Jay Wright’s “Sources (1)”

 

Jay Wright is a master poet.  In this blog post I want to interrogate some reasons why I feel Wright is a master.  Most of my argument is going to pivot around notions of voice, cadence, rhythm, tonality, and mood, although in a later post (or maybe for my dissertation) I want to talk about Wright’s “development” or evolution, the way in which his poems unfold from each other in a kind of languorous steady haunting style, how much and how intensely they hold the reader in a kind of enormously caring and careful embrace, a very powerful progression.  For the purposes of this blog post, however, I want to look at Wright’s sequences of poems called “Sources,” which contains six sections.  I might not have time to delve into all of the sections here today, but perhaps in a later blog post I will.  The “Sources” poems, to my mind, are about a form of initiation, and the questions that attend this initiation.  As Wright’s vocation is as (among other things) a poet, I read this initiation as poetic in nature, a form of beginning where he is, of speaking, and of wondering about the meaning of beginning and speaking poetry.  “Sources (1)” reads,

And what if the god

should send me as a messenger

adorned with quetzal feathers?

In the light,

I have seen that pink and white

flower, at the top of the thorns,

float up, a feathered arrow,

or move, an embellished body,

to drink the rhythm of drums.

But this is the House of the Eagle,

the House of the Night of the Tigers.

This is the place where the spring

itself lies garlanded by kings.

When the rain falls,

when only these quetzal feathers

light the house,

I kneel in the only light it gives,

needing no light

to catch the dark, sweet smell

of this intoxicating god.

This poem seems to have four symphonic movements within it, beginning with a question, continuing with a vision, extending into a qualification and extension of the vision, and ending with a summary entailing an action that the vision brings to fruition.  The poem begins with a Rilkean question: “And what if the god / should send me as a messenger, / adorned with quetzal feathers?”  Quetzal feathers are resplendent colors, iridescent and varying from green-gold to blue-violet.  The sense is therefore that Wright is asking his audience, “And what if the god should choose me as his messenger, his gleaming glowing voice, his medium?”  The question seems to entail a certain sense of terror, along with a sense of the importance of the vocation and initiation.  
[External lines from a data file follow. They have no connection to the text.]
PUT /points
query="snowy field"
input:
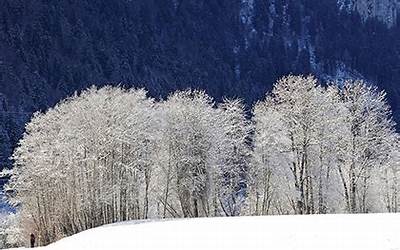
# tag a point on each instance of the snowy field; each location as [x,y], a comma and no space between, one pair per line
[367,232]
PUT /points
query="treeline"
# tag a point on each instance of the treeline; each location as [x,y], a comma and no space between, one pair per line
[112,154]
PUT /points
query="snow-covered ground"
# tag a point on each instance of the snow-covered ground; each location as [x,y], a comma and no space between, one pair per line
[339,232]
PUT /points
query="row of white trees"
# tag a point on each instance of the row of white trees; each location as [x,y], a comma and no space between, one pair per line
[110,155]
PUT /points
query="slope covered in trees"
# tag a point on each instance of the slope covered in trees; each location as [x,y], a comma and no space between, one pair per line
[49,50]
[111,154]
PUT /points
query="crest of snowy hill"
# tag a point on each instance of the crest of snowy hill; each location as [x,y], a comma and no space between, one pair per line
[328,232]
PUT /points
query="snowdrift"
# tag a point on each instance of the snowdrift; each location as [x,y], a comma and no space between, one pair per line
[322,232]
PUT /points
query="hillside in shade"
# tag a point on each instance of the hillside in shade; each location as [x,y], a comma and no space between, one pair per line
[49,50]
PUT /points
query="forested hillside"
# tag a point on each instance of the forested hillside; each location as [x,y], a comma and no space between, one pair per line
[48,50]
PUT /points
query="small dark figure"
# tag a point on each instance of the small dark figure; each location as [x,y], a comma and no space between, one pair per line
[32,240]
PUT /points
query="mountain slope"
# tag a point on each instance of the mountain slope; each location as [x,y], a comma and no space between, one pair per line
[345,232]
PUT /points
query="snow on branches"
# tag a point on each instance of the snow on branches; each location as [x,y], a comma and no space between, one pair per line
[112,154]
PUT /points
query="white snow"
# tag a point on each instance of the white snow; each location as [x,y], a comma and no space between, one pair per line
[321,232]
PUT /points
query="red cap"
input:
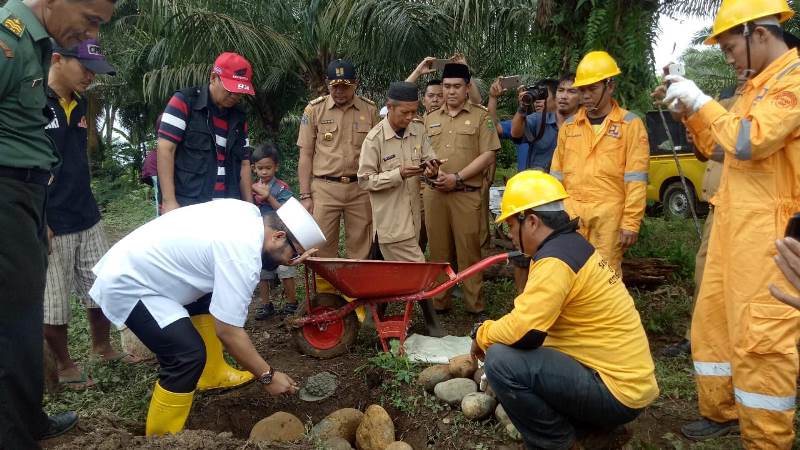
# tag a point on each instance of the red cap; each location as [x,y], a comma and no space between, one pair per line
[235,72]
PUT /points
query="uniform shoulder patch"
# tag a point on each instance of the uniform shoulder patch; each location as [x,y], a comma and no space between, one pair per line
[374,132]
[6,50]
[14,25]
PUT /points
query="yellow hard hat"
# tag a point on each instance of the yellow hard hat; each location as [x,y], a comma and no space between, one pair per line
[594,67]
[733,13]
[527,190]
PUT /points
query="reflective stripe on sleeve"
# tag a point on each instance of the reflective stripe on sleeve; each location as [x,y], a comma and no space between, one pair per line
[718,154]
[635,176]
[744,149]
[763,401]
[712,369]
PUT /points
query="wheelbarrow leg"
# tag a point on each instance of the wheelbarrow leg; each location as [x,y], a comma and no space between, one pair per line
[432,325]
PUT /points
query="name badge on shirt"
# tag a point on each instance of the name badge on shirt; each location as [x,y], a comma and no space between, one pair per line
[613,130]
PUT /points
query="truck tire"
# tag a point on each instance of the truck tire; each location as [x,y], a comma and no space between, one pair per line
[676,202]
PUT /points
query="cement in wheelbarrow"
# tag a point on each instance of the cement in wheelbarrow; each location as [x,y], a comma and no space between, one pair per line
[366,279]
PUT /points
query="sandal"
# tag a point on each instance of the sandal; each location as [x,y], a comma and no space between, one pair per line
[127,358]
[78,383]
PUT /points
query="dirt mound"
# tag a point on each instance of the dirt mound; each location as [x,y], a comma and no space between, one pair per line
[112,433]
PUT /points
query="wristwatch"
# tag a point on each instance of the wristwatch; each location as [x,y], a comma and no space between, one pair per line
[266,377]
[474,333]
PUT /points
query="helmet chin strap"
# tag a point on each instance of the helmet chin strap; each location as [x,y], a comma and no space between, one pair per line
[749,72]
[603,94]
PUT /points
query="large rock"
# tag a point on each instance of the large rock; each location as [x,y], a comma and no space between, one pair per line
[463,366]
[501,415]
[376,430]
[399,445]
[279,427]
[336,443]
[453,391]
[477,406]
[434,375]
[340,423]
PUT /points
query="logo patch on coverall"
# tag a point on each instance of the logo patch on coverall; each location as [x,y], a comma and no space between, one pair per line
[785,100]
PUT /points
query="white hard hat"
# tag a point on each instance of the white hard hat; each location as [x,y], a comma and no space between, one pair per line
[301,224]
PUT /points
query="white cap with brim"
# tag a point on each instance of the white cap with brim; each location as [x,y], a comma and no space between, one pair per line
[301,224]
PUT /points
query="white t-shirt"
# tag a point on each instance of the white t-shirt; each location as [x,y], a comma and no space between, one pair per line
[179,257]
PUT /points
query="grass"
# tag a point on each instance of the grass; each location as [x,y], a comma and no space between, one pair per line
[674,240]
[122,389]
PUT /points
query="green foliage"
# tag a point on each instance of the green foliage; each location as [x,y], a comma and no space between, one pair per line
[399,372]
[674,240]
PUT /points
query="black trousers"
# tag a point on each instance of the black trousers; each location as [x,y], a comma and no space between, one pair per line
[178,347]
[23,272]
[550,397]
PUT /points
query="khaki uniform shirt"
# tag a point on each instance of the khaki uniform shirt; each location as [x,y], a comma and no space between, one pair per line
[462,138]
[335,133]
[396,204]
[24,62]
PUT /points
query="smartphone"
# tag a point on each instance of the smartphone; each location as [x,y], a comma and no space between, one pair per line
[440,161]
[512,82]
[438,64]
[793,227]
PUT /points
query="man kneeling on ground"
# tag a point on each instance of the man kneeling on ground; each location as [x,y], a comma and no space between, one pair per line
[572,357]
[157,281]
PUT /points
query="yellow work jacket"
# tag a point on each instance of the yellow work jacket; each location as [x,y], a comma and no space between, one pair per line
[581,304]
[760,137]
[607,167]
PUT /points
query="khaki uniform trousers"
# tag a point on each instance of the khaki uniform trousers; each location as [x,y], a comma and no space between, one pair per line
[453,223]
[332,200]
[700,263]
[406,250]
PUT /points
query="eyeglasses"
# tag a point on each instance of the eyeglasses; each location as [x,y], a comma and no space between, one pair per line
[295,253]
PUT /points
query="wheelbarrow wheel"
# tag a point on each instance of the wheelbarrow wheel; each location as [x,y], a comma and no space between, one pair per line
[330,339]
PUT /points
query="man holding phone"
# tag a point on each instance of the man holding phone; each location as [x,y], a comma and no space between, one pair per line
[393,156]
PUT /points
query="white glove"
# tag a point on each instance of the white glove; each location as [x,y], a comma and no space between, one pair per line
[683,96]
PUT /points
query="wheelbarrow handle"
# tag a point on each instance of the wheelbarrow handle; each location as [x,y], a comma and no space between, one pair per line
[470,271]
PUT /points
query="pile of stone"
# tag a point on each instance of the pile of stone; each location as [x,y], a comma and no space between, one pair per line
[458,384]
[344,429]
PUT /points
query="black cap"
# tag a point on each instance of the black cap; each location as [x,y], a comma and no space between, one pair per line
[89,54]
[341,72]
[455,70]
[402,91]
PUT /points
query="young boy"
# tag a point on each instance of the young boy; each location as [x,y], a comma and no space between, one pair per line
[269,193]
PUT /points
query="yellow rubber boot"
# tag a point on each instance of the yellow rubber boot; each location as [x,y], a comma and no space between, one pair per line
[168,411]
[217,374]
In the next movement, which begins, “In the light,” Wright describes in a wonderfully unhurried way (notice how much space “In the light” takes up in that line, how loudly it speaks, how solidly it stands) a vision of a flower seen from various metaphorical angles: floating vertically up, a “feathered arrow,” or moving perhaps more horizontally, “an embellished body.”  It is an organic vision that doubles as a metaphysical sort of miracle, a flower “at the top of the thorns” that rises up like an arrow, or moves like a body dancing.  One feels that Wright is here describing his own flourishing voice, floating up to the heavens like a flower, or moving abundantly to the rhythm of a dance.  What is the appropriate image, he seems to be asking; What is the appropriate metaphor to contain the image of the poet creating or finding his voice?  He finds then an image that draws from nature and culture, a flower that moves like “an embellished body.”  When Wright writes, “But this is the House of the Eagle, / the House of the Night of the Tigers,” the qualification seems to be in a form in and by which Wright doubts his choice of image, doubts where the image is appropriate for the place in which Wright speaks.  It is as though Wright wished to make his flower-image more snarling, more vicious, more aggressive?  But then he hits upon a different image, and writes, “This is the place where the spring / itself lies garlanded by kings.”  Whether we read “spring” as the season itself or a spring of water, what is clear is that something benevolent is happening, a kind of blessing that Wright as a poet is receiving, and the blessing is represented through the trope of the land and the bestowal of a gift.  The poem ends marvelously, with the lines,

When the rain falls,

when only these quetzal feathers

light the house,

I kneel in the only light it gives,

needing no light

to catch the dark, sweet smell

of this intoxicating god.

When light is snuffed out and rain falls, Wright as poet sees by the dusky murmuring light of the quetzal feathers’ iridescence.  This light is a metaphor for the poem itself, its language, which is also pared back to the minimum amount of words needed, just as the quetzal feathers give off the minimum amount of light needed.  Yet Wright doesn’t even need light in order “to catch the dark, sweet smell / of this intoxicating god.”  The poem ends with image of smell and taste, as though in the blindness and darkness lit only by the iridescence of feathers, Wright might find the words sufficient for the grueling but ennobling task of his vocation.